私の正面には三人の男の人。左右にもちらほらと人がいる。
三人のうち一番目つきの悪い人が話しかけて来た。
「お前何者だ?どこからきた?」
「待ってました!橘桃、十七歳。好きなものは剣道と甘いものと沖田総司です!
そして今は何年ですか?」
「いいから俺の質問に「何年かわからないと答えられません」……文久三年だ」
文久三年ってことは江戸時代!しかも幕末!
神様ありがとう。
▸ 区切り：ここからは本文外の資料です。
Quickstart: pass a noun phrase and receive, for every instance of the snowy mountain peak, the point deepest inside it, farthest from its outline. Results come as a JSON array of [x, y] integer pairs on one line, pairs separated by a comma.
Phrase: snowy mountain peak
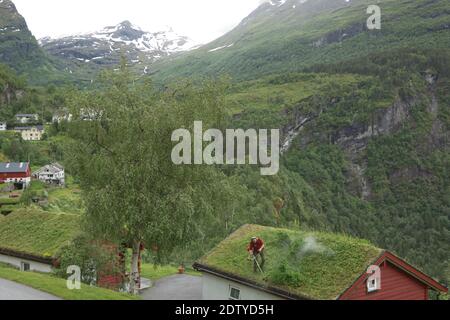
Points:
[[106, 45]]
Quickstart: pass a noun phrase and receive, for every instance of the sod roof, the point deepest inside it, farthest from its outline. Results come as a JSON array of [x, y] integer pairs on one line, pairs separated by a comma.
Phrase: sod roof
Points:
[[35, 232], [310, 265]]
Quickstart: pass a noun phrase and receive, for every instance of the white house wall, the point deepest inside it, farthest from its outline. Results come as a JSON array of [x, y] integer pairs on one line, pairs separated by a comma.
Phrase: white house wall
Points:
[[216, 288], [34, 266]]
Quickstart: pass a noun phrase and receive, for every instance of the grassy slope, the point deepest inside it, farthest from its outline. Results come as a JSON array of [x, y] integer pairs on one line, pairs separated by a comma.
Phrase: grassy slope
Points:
[[57, 286], [33, 231], [314, 264]]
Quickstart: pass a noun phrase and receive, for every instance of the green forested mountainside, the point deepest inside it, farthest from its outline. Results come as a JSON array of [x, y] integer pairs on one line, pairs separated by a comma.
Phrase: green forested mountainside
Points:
[[372, 161], [291, 36], [20, 50]]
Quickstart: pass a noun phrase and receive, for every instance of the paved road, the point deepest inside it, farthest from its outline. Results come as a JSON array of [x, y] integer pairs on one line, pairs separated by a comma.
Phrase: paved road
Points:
[[13, 291], [177, 287]]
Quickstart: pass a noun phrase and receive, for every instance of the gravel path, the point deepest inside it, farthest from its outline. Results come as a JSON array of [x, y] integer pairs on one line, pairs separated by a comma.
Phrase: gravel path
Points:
[[13, 291], [177, 287]]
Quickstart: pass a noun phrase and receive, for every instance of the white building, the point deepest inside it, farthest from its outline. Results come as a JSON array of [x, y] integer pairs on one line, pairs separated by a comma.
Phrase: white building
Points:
[[61, 117], [52, 174], [26, 118], [15, 172], [31, 133]]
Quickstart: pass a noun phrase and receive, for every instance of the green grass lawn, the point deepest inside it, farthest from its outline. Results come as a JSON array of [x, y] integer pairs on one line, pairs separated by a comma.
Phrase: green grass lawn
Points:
[[57, 286], [33, 231], [65, 200], [317, 265]]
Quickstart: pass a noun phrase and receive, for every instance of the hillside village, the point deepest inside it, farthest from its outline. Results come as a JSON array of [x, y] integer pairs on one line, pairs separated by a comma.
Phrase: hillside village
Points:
[[359, 207]]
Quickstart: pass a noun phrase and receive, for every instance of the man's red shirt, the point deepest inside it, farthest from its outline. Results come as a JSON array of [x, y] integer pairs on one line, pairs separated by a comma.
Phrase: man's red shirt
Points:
[[256, 246]]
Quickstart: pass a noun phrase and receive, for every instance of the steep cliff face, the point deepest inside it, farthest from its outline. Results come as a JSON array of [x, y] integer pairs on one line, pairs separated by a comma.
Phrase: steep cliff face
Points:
[[18, 47]]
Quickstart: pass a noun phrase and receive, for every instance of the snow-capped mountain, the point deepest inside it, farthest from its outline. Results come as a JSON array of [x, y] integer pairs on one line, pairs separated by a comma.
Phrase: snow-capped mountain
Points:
[[105, 47]]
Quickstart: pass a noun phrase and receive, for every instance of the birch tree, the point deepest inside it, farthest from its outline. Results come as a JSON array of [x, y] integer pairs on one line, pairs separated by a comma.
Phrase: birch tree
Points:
[[121, 154]]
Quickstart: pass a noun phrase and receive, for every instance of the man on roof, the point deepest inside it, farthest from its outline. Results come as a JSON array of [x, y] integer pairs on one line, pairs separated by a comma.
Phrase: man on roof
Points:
[[256, 249]]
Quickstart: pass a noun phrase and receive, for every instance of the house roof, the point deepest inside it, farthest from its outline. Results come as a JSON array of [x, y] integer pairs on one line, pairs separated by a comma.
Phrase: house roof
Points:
[[13, 167], [35, 233], [26, 115], [51, 168], [39, 127], [299, 264]]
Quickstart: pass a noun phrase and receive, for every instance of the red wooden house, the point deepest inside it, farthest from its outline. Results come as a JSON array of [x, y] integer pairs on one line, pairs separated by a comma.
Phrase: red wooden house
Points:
[[18, 173], [318, 266], [398, 281]]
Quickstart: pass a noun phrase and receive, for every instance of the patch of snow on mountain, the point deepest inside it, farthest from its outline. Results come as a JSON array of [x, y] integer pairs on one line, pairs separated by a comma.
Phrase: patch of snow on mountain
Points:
[[222, 47]]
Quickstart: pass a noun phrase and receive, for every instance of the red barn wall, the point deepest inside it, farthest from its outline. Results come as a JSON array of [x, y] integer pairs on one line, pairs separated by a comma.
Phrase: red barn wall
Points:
[[395, 285]]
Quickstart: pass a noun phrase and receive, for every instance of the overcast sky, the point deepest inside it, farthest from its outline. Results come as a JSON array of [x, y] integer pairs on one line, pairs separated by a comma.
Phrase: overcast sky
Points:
[[201, 20]]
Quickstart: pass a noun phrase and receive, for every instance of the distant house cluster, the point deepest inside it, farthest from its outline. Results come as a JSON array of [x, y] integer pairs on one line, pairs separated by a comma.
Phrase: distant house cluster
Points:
[[51, 174], [19, 173], [28, 130], [31, 133], [26, 118], [62, 116]]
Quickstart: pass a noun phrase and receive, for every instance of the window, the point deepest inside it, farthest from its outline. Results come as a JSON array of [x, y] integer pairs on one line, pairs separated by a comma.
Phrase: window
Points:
[[372, 285], [235, 294], [24, 266]]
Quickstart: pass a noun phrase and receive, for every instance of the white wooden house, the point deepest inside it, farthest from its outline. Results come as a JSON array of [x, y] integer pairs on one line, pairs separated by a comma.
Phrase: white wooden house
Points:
[[51, 174]]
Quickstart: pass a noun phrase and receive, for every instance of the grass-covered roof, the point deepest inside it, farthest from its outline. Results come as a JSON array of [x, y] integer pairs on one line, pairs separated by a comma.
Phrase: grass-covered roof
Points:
[[313, 265], [36, 232]]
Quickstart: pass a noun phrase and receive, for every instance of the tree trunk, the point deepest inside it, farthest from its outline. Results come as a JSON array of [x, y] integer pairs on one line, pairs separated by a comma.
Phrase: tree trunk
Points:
[[135, 276]]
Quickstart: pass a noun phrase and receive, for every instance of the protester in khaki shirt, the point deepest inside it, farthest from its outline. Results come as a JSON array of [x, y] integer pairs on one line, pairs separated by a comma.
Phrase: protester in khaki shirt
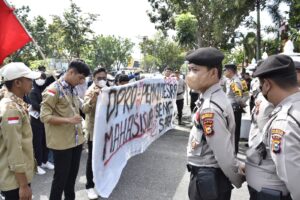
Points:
[[89, 108], [60, 114], [16, 150]]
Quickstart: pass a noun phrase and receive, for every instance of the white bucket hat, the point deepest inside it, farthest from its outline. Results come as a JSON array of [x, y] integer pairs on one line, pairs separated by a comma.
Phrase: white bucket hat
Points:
[[16, 70]]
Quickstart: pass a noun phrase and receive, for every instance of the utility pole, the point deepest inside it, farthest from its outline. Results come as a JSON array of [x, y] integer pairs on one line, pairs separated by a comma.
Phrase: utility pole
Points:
[[258, 36]]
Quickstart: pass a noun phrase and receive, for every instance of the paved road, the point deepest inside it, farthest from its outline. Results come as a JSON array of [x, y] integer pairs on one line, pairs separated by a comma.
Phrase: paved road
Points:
[[158, 174]]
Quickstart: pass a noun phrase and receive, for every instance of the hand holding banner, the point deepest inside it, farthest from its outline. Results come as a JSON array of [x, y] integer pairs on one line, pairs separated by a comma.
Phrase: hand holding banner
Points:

誠川ありがとう。
私は幕末に来れました!!
感動して、自分の世界に浸っていると、目つきの悪い男に怒られた。
「答えたんだから言え!お前は「私は今から150年先の未来から来ました!」……はあ?」
目つきの悪い男だけでなくみんな、呆れたといった様子だった。
そんな様子に気付きながらも、私は未来から来たということを納得させるために考える。
壬生浪士組筆頭局長 芹沢鴨
たぬきみたいな容姿をしていたと聞くが、そのような姿は見当たらない。
そして、今は文久三年。外のもみじが紅くなっていたから、多分秋辺り。
だとしたら、もう暗殺されていてもおかしくないはず。
「嘘じゃないですよ?
……とりあえず、芹沢一派は暗殺したみたいですね。芹沢鴨らしき人物が見当たりませんから」
そう言うと部屋の温度が下がった気がした。